As we reasoned last week, risk asset markets are benefitting from the perception that central banks have reached their tightest levels in terms of interest rates and the most likely next moves now are lower. That perception grew stronger this week. Yields on 10-year government bonds are down another 0.2%-0.3% in the UK, Europe and the US. The move is even stronger for shorter-dated maturities.

Monetary policy tightness has had a greater impact on smaller firms as they have less ability to directly issue fixed-coupon debt funding in the major bond markets, but rely on banks and other lending institutions. The inverted yield curves in longer bonds (yields on longer maturities are lower than those where funds are locked up for less long) may signal that investors expect rates to fall at some point, but smaller firms gain no benefit from that view because their financing tends to be on shorter terms than what big companies can achieve through bond issuance of their own. Investor cash and lower funding rates in this phase thus gets channelled to larger firms. However, in the phase where the curve inverts at the short end, this can send a different signal.

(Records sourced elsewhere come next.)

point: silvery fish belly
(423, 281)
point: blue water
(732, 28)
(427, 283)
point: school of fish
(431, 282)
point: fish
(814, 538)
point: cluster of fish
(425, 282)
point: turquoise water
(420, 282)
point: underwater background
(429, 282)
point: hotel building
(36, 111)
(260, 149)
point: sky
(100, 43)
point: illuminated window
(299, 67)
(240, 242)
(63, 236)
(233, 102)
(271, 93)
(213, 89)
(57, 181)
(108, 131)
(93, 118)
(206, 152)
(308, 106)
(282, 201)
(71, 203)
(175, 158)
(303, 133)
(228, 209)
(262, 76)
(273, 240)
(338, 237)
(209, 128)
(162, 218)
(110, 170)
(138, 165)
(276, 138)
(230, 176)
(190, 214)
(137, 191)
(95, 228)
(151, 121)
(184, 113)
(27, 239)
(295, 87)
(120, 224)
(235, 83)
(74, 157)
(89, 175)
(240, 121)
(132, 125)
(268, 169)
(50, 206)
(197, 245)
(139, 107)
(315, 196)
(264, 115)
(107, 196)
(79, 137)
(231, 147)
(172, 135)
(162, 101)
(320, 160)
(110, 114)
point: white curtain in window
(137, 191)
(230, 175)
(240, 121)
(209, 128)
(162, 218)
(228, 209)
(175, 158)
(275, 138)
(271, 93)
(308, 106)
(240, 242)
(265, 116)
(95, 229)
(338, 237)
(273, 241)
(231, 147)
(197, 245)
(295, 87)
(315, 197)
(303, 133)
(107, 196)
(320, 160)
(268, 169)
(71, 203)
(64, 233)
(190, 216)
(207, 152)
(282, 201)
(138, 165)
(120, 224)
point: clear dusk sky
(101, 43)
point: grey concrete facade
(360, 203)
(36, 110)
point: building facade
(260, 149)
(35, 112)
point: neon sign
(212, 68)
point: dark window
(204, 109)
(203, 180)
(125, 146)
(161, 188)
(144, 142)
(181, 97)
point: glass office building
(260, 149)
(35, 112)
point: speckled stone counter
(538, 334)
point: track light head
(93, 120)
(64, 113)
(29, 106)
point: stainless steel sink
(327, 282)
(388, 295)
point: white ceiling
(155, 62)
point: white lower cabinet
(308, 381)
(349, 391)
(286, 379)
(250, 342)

The chart above shows how 2-year rates have fallen in the period since the last round of central bank meetings. The pace of those falls has picked up this week. As a result, investors are starting to feel smaller companies may get a break in the foreseeable future, and start winning rather than losing, relative to larger sized firms.

Thinking we are through the worst is tempting but is also dangerous. Indeed, central banks moving from tight to easy is also a sign that economic growth is not going so well. And if growth is not going so well, profits may be under pressure.

That seems to be the case for the Russell 2000 companies. Analysts have been digesting the latest earnings reports together with managements’ future guidance and revising their projections for the tail-end of this year and for 2024. It is not unusual for them to revise down the last bit of the current year’s numbers, but they usually remain reasonably upbeat for the next. This year though, there has been a more noticeable wave of pessimism for 2024 than one could reasonably expect due to seasonality.

One of the interesting aspects of the global fall-back in inflation is the disparity between goods and service prices. For producers of things, pricing power seems to be hard to come by of late. Businesses have been trying to reduce overstocked inventory levels but final demand has been slowing faster than they can manage inventory levels down. This week, the data showed that US producer final-demand price growth slipped to a 0.5% month-on-month fall in October. They had been stronger in the summer but this reversal is significant. US industrial production fell quite sharply, by 0.6%, and factory utilisation rates declined to 78.9%, the weakest level since September 2021, while US inventory levels were reported earlier this month as still rising.

A similar dynamic occurred in the UK, although October’s output prices managed a small 0.1% rise rather than a fall.

Thursday’s sluggish stock market price action suggested investors are struggling with this dilemma as they digested these latest data updates. Perhaps growth is in a short-term soft patch and will bounce back given that employment levels remain resolutely strong. But it is also currently soft enough to be creating cashflow problems for some firms, judging by the recent increase in default rates.

We have one more set of 2023 central bank meetings in December. Investors have been positive about prospects of dovish announcements, but we will need to hear that it’s more than okay to talk about rate cuts – which last week was certainly opposite to what central bankers stressed.

On the political side, China’s President Xi sounded distinctly dovish in his meeting with US President Biden. Biden appeared to make an error, describing Xi as a dictator (although one might think this ‘slip’ was more about playing to a particular subset of the US audience) but nothing was made of it by the Chinese.

We write about China’s policies and economy in the second article below. A significant factor in global goods price falls is China’s past overproduction and current soft private sector demand. The increased urgency to revive economic growth that China’s leadership is currently displaying – on both monetary and fiscal fronts – suggests that their weakness is substantial and probably spreading across the world.

The good news is that policy action is unmistakeable. We may be wary about its efficacy but it is happening. China’s equity markets appear especially wary but they may be ripe for a bounce similar to that seen in small and mid-cap stocks in the West.

Lastly, the US dollar has weakened as the US growth exceptionalism appears to be running out. We think that this has the makings of an important shift, one which could be important for longer-term economic and investment outcomes. We will cover this in our 2024 outlook which should reach you on 15 December.